By Thomas Escritt
AMSTERDAM (Reuters) - The International Criminal Court said on Thursday that its prosecutor planned to investigate possible crimes committed in the 2008 conflict between Russia and Georgia, bringing Moscow, an opponent of the court, into its sights for the first time.
Judges must now decide whether to permit the move, which would pit non-member Russia against the European-backed permanent global war crimes court at a time when east-west tensions run higher than at any time since the Cold War.
The Hague-based court is already considering whether to open an investigation into crimes committed in Ukraine, another West-leaning former Soviet republic which is fighting Moscow-backed separatists in its east.
In a statement, the court said Prosecutor Fatou Bensouda had concluded there was a "reasonable basis to believe" crimes had been committed during the short war over the Russian-backed breakaway Georgian province of South Ossetia.
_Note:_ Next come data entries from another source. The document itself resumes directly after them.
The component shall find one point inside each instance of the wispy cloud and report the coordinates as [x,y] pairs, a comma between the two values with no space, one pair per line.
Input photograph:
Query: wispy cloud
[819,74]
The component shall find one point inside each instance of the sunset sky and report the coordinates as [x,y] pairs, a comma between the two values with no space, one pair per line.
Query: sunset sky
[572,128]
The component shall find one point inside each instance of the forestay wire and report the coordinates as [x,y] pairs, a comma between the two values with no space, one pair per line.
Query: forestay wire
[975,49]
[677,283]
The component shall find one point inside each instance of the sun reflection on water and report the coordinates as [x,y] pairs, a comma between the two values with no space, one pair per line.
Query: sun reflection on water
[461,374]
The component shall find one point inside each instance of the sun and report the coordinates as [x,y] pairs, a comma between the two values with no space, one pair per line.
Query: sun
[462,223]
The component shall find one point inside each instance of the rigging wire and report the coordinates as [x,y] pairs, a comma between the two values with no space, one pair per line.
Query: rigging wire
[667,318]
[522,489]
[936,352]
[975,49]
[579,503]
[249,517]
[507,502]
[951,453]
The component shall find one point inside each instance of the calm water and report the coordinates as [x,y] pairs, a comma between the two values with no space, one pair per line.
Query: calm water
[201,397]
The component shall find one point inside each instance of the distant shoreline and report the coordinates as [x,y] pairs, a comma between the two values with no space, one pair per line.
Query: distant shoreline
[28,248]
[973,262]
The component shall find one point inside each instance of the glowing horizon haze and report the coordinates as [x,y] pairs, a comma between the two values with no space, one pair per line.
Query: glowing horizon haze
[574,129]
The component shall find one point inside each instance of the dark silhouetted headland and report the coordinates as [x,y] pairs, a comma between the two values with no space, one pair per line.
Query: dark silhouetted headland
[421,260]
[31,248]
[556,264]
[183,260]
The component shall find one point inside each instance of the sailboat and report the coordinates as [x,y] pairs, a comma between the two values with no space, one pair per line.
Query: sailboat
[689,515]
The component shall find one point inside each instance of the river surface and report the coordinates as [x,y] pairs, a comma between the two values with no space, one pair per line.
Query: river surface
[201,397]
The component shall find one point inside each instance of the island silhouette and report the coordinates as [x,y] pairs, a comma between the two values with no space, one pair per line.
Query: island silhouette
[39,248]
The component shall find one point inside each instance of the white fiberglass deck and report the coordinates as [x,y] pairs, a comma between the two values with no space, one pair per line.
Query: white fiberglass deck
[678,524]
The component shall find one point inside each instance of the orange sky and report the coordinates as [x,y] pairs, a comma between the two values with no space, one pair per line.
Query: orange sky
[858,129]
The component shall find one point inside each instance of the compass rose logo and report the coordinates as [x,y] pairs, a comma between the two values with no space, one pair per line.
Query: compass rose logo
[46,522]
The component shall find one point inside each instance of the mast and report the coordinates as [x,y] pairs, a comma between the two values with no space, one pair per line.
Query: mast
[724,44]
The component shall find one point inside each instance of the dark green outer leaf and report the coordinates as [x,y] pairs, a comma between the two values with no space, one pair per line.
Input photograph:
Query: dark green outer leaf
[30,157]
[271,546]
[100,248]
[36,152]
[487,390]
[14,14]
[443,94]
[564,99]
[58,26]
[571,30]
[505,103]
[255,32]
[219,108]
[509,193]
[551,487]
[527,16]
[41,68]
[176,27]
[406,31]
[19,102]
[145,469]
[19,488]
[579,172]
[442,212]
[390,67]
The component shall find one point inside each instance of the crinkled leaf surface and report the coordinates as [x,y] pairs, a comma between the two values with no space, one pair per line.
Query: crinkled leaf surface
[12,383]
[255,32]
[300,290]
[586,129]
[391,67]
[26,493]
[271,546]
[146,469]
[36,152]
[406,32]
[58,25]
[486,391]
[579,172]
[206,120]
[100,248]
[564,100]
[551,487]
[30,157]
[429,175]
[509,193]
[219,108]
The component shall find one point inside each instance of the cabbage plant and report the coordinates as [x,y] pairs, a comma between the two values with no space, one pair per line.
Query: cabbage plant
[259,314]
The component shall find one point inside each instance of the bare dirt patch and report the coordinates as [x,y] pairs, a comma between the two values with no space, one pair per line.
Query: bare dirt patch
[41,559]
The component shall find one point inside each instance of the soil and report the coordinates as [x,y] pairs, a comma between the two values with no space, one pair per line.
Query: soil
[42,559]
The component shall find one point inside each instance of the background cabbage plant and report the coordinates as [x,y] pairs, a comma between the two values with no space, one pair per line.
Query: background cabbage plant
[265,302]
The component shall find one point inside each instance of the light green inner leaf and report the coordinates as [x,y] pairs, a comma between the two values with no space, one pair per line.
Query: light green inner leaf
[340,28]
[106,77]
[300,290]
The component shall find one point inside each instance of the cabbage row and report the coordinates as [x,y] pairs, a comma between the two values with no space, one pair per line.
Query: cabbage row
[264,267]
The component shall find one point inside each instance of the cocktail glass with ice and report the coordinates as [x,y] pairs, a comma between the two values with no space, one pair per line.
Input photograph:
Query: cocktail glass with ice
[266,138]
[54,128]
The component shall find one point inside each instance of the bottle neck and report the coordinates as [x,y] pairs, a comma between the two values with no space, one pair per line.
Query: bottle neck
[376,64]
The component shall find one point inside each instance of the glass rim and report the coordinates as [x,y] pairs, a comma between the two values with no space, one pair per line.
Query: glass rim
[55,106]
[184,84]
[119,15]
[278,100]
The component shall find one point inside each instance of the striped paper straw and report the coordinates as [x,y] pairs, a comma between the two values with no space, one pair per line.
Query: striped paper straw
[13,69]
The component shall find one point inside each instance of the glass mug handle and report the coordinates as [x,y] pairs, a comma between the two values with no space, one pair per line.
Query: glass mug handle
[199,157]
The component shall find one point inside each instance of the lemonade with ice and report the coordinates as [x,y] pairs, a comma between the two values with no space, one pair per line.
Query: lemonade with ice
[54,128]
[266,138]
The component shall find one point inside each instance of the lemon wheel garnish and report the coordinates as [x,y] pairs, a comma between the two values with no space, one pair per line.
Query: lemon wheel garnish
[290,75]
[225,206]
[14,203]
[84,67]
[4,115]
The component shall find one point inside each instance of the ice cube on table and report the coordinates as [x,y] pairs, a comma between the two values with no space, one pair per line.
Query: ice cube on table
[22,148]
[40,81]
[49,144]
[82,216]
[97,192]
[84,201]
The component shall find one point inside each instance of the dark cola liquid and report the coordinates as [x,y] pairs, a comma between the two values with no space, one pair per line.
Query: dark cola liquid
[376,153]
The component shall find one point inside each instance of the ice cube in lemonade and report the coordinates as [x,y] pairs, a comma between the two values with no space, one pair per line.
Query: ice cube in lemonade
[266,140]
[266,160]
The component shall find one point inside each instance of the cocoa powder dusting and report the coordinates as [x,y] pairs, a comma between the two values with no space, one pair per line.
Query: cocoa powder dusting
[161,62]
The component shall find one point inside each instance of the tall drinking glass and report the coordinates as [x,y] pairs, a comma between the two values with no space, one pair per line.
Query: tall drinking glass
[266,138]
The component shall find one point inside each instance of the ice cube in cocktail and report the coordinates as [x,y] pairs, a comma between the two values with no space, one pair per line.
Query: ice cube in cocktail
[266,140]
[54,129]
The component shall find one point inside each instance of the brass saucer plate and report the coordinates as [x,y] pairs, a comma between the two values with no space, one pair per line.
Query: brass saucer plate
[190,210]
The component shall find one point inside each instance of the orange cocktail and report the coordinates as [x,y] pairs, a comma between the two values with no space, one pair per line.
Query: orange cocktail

Seven years after Russia's intervention to prop up the statelet, recognised by just a handful of countries, Moscow and Tbilisi are still far apart, despite a long-running series of international talks in Geneva aimed at reaching a settlement.
"We experienced a serious violation of Georgia's territorial integrity and sovereignty. There can be no other understanding of this event," Georgian Foreign Minister Giorgi Kvirikashvili told Reuters after a meeting in Brussels.
Bensouda's move comes as Russia seeks to become a more active global diplomatic and military player, launching air strikes in support of beleaguered Syrian President Bashar Al-Assad, defying the broad Western consensus that he should go.
Kvirikashvili criticised Russia's decision to sign cooperation treaties with South Ossetia and Abkhazia, another Russian-backed region in Georgia, in defiance of Tbilisi's wishes.
Any investigation would look at possible war crimes or crimes against humanity committed by both sides in the August 2008 clash, in which hundreds died and hundreds of thousands were displaced.
In 2009, rights group Human Rights Watch said crimes had been committed on all sides during the week-long conflict, when Moscow came to the aid of primarily Russian-speaking separatists.
Set up in 2002 to investigate the most serious international crimes, the court is now showing a readiness to tackle politically sensitive conflicts involving powerful actors after a decade in which it was criticised for being involved only in crimes committed in Africa.
This year, the court announced an examination of the Israeli-Palestinian conflict, bringing one of the world's longest-running and most intractable conflicts into its sights.